FIGS. 3 (a) and 3 (b) are a diagram showing a state in which a reinforced car in which a pile and a column are integrated is built in a pile hole, and a sectional view showing a state in which a tremy tube is set in the pile hole.

FIGS. 4 (a) and 4 (b) are a view showing a state in which concrete is poured into a pile hole from below, and a cross-sectional view in a state where slime treatment is performed on an upper portion of the pile hole.

Fig. 5 (a) is a cross-sectional view of a state in which concrete has been poured into a pile hole, (b) is a perspective view when inking is performed, and (c) is a part of a discarded formwork in preparation for backfilling. Perspective view when shaved off,
(d) is a cross-sectional view when backfill soil is inserted.

FIG. 6 (a) is a cross-sectional view of a state in which a gravel pavement and abandoned concrete are cast, and FIG.

FIG. 7 (a) is a bar layout diagram of a lower end bar of the first floor slab, (b) is a bar layout diagram of an L-shaped reinforcing bar, and (c) is a bar layout diagram of an upper bar bar of the floor slab.

FIG. 8 (a) is a perspective view of a reinforcing bar of a stirrup of a column, FIG. 8 (b) is a perspective view of a rising of a wall and a reinforcing bar of a lower end of a first floor slab,
(c) is a plan view thereof.

9 (a) is a perspective view when an L-shaped reinforcing bar is arranged, and FIG. 9 (b) is a plan view thereof.

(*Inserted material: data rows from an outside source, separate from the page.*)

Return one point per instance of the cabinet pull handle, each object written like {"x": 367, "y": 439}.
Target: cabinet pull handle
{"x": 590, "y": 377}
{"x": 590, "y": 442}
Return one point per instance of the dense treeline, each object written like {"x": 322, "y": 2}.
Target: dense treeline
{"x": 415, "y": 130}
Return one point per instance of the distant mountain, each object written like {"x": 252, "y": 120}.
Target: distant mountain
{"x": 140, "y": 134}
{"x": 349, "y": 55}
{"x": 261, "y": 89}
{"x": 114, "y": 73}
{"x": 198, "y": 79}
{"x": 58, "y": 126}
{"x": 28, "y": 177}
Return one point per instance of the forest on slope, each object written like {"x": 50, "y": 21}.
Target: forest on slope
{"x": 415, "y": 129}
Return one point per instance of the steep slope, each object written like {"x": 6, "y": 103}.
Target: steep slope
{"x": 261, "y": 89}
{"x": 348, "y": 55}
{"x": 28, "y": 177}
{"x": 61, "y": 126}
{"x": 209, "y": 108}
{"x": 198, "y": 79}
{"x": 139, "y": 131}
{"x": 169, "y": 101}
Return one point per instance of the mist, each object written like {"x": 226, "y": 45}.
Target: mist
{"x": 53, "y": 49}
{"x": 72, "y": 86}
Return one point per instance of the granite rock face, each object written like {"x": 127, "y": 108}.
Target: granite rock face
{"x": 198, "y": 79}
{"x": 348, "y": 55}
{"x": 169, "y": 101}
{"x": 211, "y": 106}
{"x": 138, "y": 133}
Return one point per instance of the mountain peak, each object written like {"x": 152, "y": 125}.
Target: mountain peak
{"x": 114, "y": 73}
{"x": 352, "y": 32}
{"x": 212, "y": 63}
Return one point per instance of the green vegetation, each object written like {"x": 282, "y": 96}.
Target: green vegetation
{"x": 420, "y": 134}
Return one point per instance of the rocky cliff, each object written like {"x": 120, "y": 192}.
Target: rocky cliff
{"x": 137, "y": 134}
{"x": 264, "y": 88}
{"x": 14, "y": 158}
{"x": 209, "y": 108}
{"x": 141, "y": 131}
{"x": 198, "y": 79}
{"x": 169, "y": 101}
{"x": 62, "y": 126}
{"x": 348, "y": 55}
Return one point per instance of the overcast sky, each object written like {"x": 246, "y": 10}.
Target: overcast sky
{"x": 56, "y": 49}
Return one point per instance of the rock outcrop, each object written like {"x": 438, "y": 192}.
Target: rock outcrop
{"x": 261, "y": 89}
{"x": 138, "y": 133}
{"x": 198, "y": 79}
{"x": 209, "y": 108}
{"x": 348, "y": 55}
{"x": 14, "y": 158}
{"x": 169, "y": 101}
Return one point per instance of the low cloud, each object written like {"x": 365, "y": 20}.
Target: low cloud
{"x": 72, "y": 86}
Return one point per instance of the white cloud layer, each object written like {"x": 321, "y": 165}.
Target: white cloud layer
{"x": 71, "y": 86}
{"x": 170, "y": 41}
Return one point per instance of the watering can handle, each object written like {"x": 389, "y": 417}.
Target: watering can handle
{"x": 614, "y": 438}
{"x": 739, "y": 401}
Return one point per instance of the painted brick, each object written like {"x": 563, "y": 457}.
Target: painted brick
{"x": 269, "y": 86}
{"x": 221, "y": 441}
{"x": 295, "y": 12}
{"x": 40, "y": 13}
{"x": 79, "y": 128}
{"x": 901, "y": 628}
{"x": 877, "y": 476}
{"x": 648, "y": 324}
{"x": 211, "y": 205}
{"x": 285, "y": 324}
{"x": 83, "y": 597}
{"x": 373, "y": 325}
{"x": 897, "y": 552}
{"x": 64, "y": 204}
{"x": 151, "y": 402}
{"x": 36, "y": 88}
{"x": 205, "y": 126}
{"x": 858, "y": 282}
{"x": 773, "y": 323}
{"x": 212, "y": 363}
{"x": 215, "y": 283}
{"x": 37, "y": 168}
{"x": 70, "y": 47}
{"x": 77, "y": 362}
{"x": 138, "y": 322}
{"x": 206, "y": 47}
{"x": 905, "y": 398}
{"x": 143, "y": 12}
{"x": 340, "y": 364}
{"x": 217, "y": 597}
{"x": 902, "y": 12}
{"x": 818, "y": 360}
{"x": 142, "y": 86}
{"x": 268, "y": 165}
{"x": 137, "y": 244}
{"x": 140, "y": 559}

FIG. 10 (a) is a perspective view of a floor slab when upper end bars are arranged, and FIG. 10 (b) is a plan view thereof.

11 (a) is a cross-sectional view when a stop form such as a pillar is installed, and FIG. 11 (b) is a cross-sectional view in a state where concrete is poured into a column and a floor slab.

FIGS. 12 (a) and 12 (b) are diagrams for explaining the operation of the present invention.

FIG. 13 is a diagram of a conventional basic structure for steel frame construction.

[Explanation of symbols]

 P… Pile Q… Column R… (1st floor) Floor slab 1… Pile main bar 3… Rising part 4… Column main bar 5… Pile head 8… Top bar 9… Bottom bar 10… L-shaped bar

Claims (4)

(57) [Claims] 1. A reinforced concrete structure having a pile built in the ground, a pillar erected on the pile, and a floor slab laid between the pillars, wherein the pillar and the pile are rigidly joined, and Rigidly connecting the first floor slabs to the piles and columns,
The three members of the pile, the column and the first floor slab are integrally rigidly connected to each other, and the rigidity ratio K (= K ₁ / K ₂ ) to the column of the pile is set to 2.5 or less so that the pile is elastically supported by the ground. The basic structure of a reinforced concrete building characterized by the setting. However, K ₁ is the stiffness of the pile, K ₂ is the stiffness of the pillar. 2. The pillar main reinforcement is gently bent outward from the pile head and extended to the position of the pile main reinforcement arranged substantially circumferentially below the pile, and a lower end portion of each of the extended column main reinforcements. 2. The foundation structure of a reinforced concrete building according to claim 1, wherein the main structure is joined to the main bar of the pile. 3. A part of a substantially circumferentially arranged pile reinforcing bar protrudes from a pile head to provide a rising portion, while an L-shaped reinforcing bar is arranged between an upper end bar and a lower end bar of the first floor slab. The foundation structure of a reinforced concrete building according to claim 1 or 2, wherein each L-shaped reinforcing bar is joined to a rising portion of the pile reinforcing bar with a fixed length. 4. The floor slab according to claim 1, wherein the upper and lower struts of the first floor slab are extended to a position where the anchoring length can be secured in a space surrounded by the main pillars. 2. The foundation structure of the reinforced concrete building according to item 1.